OpenSSH 8.2+ (February 2020) added sk-* key types — Security Key SSH keys — that bind the private key to a hardware token (YubiKey, SoloKey, Token2, Nitrokey, Google Titan, or any FIDO2/U2F device). The private key never exists in unprotected memory or on disk. Each authentication requires the user to physically touch the token, which a remote attacker cannot satisfy.
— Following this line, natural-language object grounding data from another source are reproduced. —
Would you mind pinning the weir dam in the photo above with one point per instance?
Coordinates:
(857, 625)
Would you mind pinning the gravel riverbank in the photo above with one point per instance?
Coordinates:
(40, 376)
By 2026 the toolchain is universal:

  • OpenSSH 9.x default-supports both ed25519-sk and ecdsa-sk (NIST P-256).
  • Most major Linux distros (Ubuntu 22.04+, RHEL 9+, Debian 12+) ship with libfido2 and the helpers needed.
  • Hardware tokens are available for $25-$70.
  • Cloud providers’ bastion hosts (AWS Session Manager, GCP IAP, Azure Bastion) interoperate with sk-* keys via standard OpenSSH on the user side.

Despite the maturity, a substantial fraction of production fleets still allow plain ed25519 keys. The migration is mechanically trivial: generate a new sk-* key, add to authorized_keys, deprecate the old key. The friction is operational discipline, not technical.

This article covers sk-* key generation, server-side configuration to require hardware-backed keys, multi-token enrollment patterns, integration with SSH certificate authorities, and the failure modes (token loss, FIDO2 firmware bugs, host compatibility).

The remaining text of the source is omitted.